Esas No: 2021/12998
Karar No: 2022/3223
Karar Tarihi: 09.03.2022
Yargıtay 10. Hukuk Dairesi 2021/12998 Esas 2022/3223 Karar Sayılı İlamı
10. Hukuk Dairesi 2021/12998 E. , 2022/3223 K."İçtihat Metni"
Bölge Adliye
Mahkemesi : ... Bölge Adliye Mahkemesi 10. Hukuk Dairesi
İlk Derece
Mahkemesi : ... 27. İş Mahkemesi
Dava, hizmet tespiti istemine ilişkindir.
İlk Derece Mahkemesince, davanın kabulüne dair verilen karara karşı fer’i müdahil Kurum vekili ve davalılardan ... ve Büro Malz. San. ve Tic. Ltd. Şti. tarafından istinaf yoluna başvurulması üzerine, ... Bölge Adliye Mahkemesi 10. Hukuk Dairesince istinaf başvurularının esastan reddine dair karar verilmiştir.
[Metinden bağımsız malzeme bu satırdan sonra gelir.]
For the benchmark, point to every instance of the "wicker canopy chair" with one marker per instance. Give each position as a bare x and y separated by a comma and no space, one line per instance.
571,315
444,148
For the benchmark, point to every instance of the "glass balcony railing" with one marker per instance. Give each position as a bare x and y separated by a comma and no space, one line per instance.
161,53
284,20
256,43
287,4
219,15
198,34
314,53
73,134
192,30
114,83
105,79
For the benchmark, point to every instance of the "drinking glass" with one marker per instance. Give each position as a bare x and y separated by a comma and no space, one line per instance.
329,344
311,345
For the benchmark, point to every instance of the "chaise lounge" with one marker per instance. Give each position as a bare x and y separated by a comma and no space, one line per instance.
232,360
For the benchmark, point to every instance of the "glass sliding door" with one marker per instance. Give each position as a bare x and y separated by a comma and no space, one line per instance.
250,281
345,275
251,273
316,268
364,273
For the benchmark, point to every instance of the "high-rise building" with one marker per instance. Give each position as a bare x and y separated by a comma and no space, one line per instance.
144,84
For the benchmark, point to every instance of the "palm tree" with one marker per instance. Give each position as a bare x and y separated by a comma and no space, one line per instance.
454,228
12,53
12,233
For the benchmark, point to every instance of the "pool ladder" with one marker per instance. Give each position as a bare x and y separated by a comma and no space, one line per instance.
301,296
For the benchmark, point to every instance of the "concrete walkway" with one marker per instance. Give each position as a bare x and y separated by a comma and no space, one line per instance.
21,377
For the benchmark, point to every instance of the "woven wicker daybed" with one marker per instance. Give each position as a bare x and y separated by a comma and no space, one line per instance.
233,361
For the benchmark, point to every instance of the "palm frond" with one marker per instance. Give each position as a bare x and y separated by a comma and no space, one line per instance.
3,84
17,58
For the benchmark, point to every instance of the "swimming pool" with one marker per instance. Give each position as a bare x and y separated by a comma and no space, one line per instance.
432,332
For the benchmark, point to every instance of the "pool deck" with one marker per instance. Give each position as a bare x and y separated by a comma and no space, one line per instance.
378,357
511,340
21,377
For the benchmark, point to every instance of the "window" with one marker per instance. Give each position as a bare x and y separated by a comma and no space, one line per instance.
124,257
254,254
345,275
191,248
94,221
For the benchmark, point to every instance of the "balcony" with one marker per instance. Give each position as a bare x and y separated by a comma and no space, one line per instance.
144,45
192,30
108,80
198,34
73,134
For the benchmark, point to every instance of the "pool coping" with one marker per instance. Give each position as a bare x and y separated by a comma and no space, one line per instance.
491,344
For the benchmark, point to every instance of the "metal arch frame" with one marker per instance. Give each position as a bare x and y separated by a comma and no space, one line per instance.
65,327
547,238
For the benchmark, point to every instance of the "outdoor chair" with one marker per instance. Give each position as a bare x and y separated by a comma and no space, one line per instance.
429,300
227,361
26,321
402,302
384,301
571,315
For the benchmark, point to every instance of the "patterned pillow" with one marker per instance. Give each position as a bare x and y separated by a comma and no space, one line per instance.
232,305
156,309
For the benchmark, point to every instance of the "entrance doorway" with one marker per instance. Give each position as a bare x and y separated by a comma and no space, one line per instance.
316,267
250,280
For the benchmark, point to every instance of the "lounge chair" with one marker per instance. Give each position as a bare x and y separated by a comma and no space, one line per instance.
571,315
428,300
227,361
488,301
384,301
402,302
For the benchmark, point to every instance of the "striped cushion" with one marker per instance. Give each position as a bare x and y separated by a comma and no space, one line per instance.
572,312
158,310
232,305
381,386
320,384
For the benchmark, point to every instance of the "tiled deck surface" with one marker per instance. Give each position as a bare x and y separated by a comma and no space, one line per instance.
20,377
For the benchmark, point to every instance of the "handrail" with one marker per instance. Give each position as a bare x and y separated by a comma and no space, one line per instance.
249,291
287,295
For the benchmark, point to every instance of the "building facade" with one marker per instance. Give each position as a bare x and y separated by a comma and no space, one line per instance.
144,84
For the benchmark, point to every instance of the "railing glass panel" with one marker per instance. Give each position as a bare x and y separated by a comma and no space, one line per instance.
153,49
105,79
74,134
... Bölge Adliye Mahkemesi 10. Hukuk Dairesince verilen kararın, fer’i müdahil Kurum vekili ve davalılardan ... ve Büro Malz. San. ve Tic. Ltd. Şti. tarafından temyiz edilmesi üzerine, temyiz isteğinin süresinde olduğu anlaşıldıktan ve Tetkik Hâkimi ... tarafından düzenlenen raporla dosyadaki kağıtlar okunduktan sonra işin gereği düşünüldü ve aşağıdaki karar tespit edildi
I-İSTEM:
Davacı vekili dava dilekçesinde özetle; davacının 01/03/1999-31/04/1999 arası çalışmalarının tespiti ve tesciline, primlerinin tamamlanmasına karar verilmesini talep ve dava etmiştir.
Davalı ... ve Çizgi Kırtasiye ve Büro Malz. San. ve Tic. Ltd. Şti. cevap dilekçelerinde özetle; zamanaşımı definde bulunduklarını, davalılardan ...'in işveren olmadığı için husumet yöneltilmesinin mümkün olmadığını, davacının işe giriş bildiriminin yapıldığını, bordrolarının ve primlerinin zamanında ödendiğini, SGK kayıtlarındaki hatalardan sorumlu tutulmalarının mümkün olmadığını beyanla, davanın reddine dair karar verilmesini talep etmiştir.
Feri müdahil kurum vekili cevap dilekçesinde özetle; Kurum işleminin usul ve yasaya uygun olduğunu beyanla, haksız ve yersiz açılan davanın reddine dair karar verilmesini talep etmiştir.
III-MAHKEME KARARI:
A-İLK DERECE MAHKEME KARARI
İlk Derece Mahkemesince; davanın kabulü ile; davacının 01/03/1999-30/04/1999 tarihleri arasında 506 sayılı Yasaya tabi sigortalı olarak çalıştığının tespitine, dair karar verilmiştir.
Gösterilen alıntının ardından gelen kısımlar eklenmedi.